Updated: Jul 14
That’s an oxymoron to nearly all native and non-native Georgian speakers alike, but stick with us, because there truly is a simple beauty to Georgian verbs.
Unfortunately, Georgian verbs have a reputation that precedes them regarding their difficulty and complexity. To those who have just begun their journey with the Georgian language, Georgian verbs are vastly different than what is found in Romance language, such as French, Spanish, and Italian, Slavic languages, such as Russian, Czech, and Serbian, or Germanic languages, such as German and English. These differences aren't all bad, after all, different doesn't imply better or worse.
In the case of the Georgian verb, many of these differences can actually make the language easy, especially in comparison to Russian and French, which have a complex system of cases and verb conjugation, respectively. We thought of five unique attributes of Georgian verbs which might actually make them simple to learn and use.
Georgian verbs conjugate differently than Romance, Germanic, and Slavic languages. Think of how you would say "I speak, (s)he speaks," in English" je parle, il/elle parle," for French, and "я говорю, он(a) говорит," for Russian. Georgian verbs use indicators to identify the person (she/he, I, we, they, you), but rather than changing an infinitive verb, such as "to speak" becoming "I speak, (s)he speaks," in English, parler becomes je parle, il/elle parle," for French, and говорить becomes "я говорю, он(a) говорит," for Russian. Instead, Georgian verbs take their active form--in this case, for the verb “speak” it is საუბრობ saubrob, and attach pronoun-specific markers to this form--I speak ვსაუბრობ vsaubrob and (s)he speaks საუბრობს saubrobs. This is how the most common verbs and tenses are conjugated, while a few tenses have their own pronoun-specific conjugation patterns.

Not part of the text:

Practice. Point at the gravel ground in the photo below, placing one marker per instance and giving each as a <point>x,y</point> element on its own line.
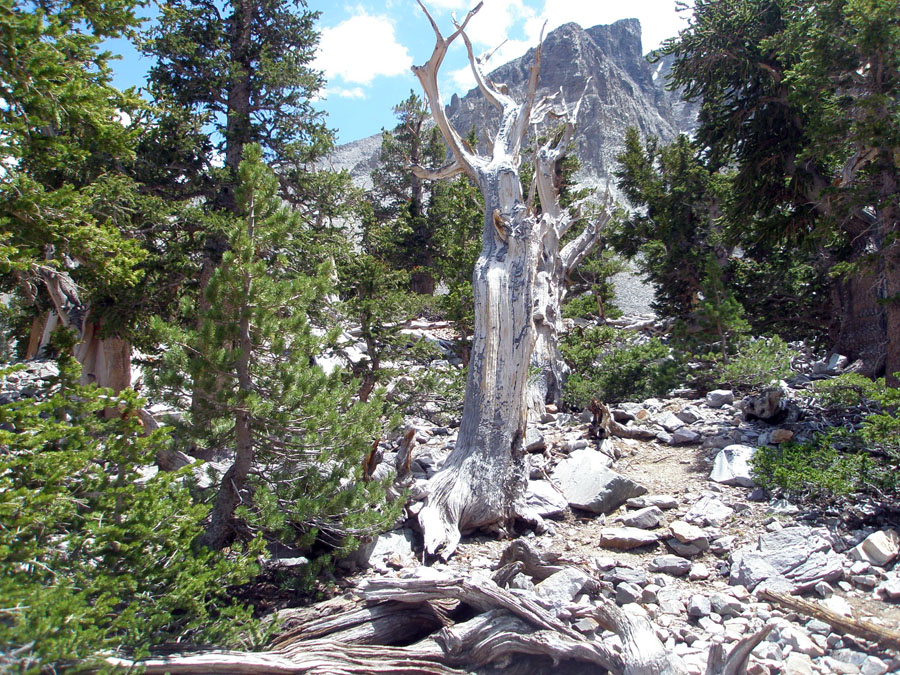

Georgian verbs only have main three conjugation patterns--active verbs (to speak, to write, to eat, ect…), verbs of being (to be hungry, to be sleepy, to be angry, etc...), and verbs of motion (to go, to ascend, to arrive, etc…). Each verb type has its own conjugation pattern. Also, irregular verbs aren’t as common in Georgian as they are in many other widely-spoken languages, such as French, which has over 200 verbs whose roots change between tenses, and English, which has strong and weak verbs, such as 'I run vs I ran," "I speak vs I spoke," and "I eat vs I ate."
Many Georgian tenses don’t follow complex tense conjugation patterns, where each tense is conjugated differently instead, six Georgian tenses use a somewhat system of prefixes and suffixes. Perfective tenses (tenses which describe a complete action) use prefixes while imperfective tenses do not. Georgian combines these prefixes and suffixes to form many of its different tenses, including some of the most commonly used tenses in the language.
Georgian verbs of motion are formed by attaching different prefixes to a fixed root. The main prefixes of Georgian, when speaking about verbs of motion, describe different forms of motion such as "going up," "coming," and "away." These prefixes can even be combined to make ideas such as "to come down" and "to come up" which, in English, are expressed by separate words all together.
Each verb has a prefix which is “assigned” to it, and the prefix is generally associated with that verb’s form of motion. For example, the verb “to translate” uses the prefix გადა- gada- which is the prefix for “to cross” (because you are “crossing” languages), the verb “to write” uses the prefix და- da- which is associated with “habitually going” (because the pen is habitually moving across the paper), and the verb “to listen” uses the prefix მო- mo- which is associated with movement towards the speaker (because the sound is moving towards the speaker).
Georgian verbs of motion are amazingly easy. All verbs of motion share the same stem/root, and it is actually the prefix which changes the meaning of the verb. For example, saying “I am coming” is მოვდივარ movdivar, saying “I am ascending” is ავდივარ avdivar, and saying “I am entering” is შევდივარ shevdivar. Notice how the root for the 1st person singular for the present tense, which is -ვდივარ -vdivar, is the same for all three verbs, and only the prefix changes. So the difference between saying “I go” and “I come” and “I exit” isn’t an entirely new verb, but is actually the same verb with only a changed prefix!
It's All About Perspective
Of course, this isn’t to say that Georgian verbs are always easy. After all, this is a language which allows you to say “I wrote it to you” as one verb using two different conjugation patterns simultaneously. This also isn’t to say that irregular verbs don’t exist, but nevertheless, the main elements of Georgian verbs--how they are conjugated, how few irregular verbs there are, how tenses are made, and how verbs of motion work--have a simple beauty to them which is frequently hard to find in many languages.
Ultimately, what is considered to be simple, difficult, and complex, like beauty, are in the eye of the beholder.